Ou então: procura-me por onde cheirar
a cebola frita, a homens quase parados
na neve imaginária dos natais do Sul,
na equivalência operática que sempre-desde-
-para sempre se dá entre o desmanchar
da feira gastronómica e o da exposição
da Paula Rêgo, nesse limbo quase por
nós tocado numa ideia, num brinquedo
recordado, numa meia frase que nos
abre uma mansarda, lá em baixo a
lâmina do Rio sob uma abespinhada
cutelaria de estrelas em outro Verão,
não este e nunca mais este.

*

Isto de não ter nascido ontem não pode ser
bom para a saúde, há sempre um macaco
que te canta loas ao pavilhão cárdio-auditivo,
há sempre uma esperança quase fulminante
ante a esperança de concerto, jantar e adiante.

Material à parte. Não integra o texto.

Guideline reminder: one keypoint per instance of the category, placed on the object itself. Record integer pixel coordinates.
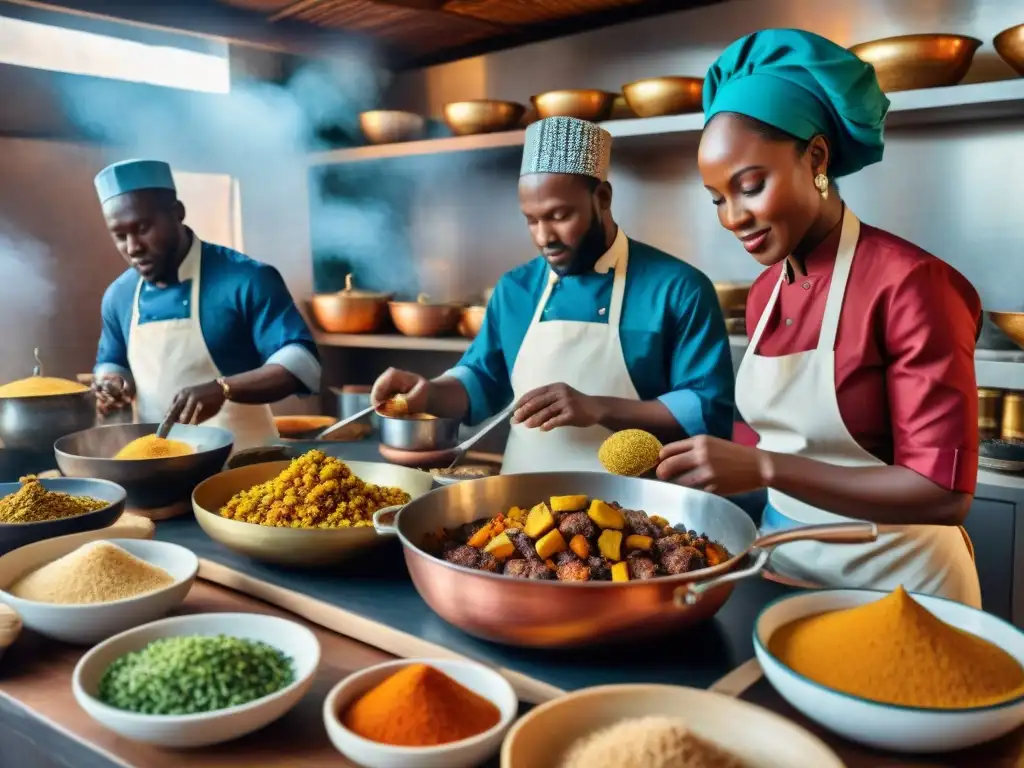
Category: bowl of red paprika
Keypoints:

Penso muito nas minhas filhas quando,
ao gás falso das vielas, derivo constelando
coisas de rapaz envelhecido, as más meias
partidas pela espinha do elástico traindo
o fundamental celibatário do costume e dos poemas.

Não interessa ser ’inda só Novembro,
uma poalha de luzinhas torna já mirífica
a infância anacrónica do vulgar consumidor,
as senhoras realizam-se na cor justa do cachecol
para o velho pai, as filhas delas nem tanto,

mas. .

*

O senhor usa barba sob loção azul,
cheira a sozinho como um cão de gabardina,
tem opiniões que guarda no vão das gavetas-horas,
consome apetrechos de peixe em cozinha de lata.

A lojista espera ainda o telefonema da Venezuela,
lá se arranjou maneira de colégio cristão pago
a preço-judeu por mor da filha, o que a quilha
é esperar entre mais nada que revistas e loções azuis. .

*

Encapoeirados de centros comerciais e éticas profissionalizantes, nem nos parece já maravilhosa a claridade sem mistério com que os animais exercem a vida – isto é, com que os animais vão de si mesmos a si mesmos entre nascer e morrer. Sinto a falta dessa maravilha como uma cutilada. Há quem a recupere no amor por algo, alguém ou qualquer coisa. Eu não a recupero senão, como ainda hoje, num lance de folhas que a chuva, chegada em vento à árvore (i)número tal da Avenida Fernando Namora, ofereceu ao chão de automóveis e outros pequenos lixos. Pouquíssimos pássaros – bem mais embalagens vazias pelo chão do que pássaros. Uma toada de folha-de-Flandres na luz, um ser vespertino que.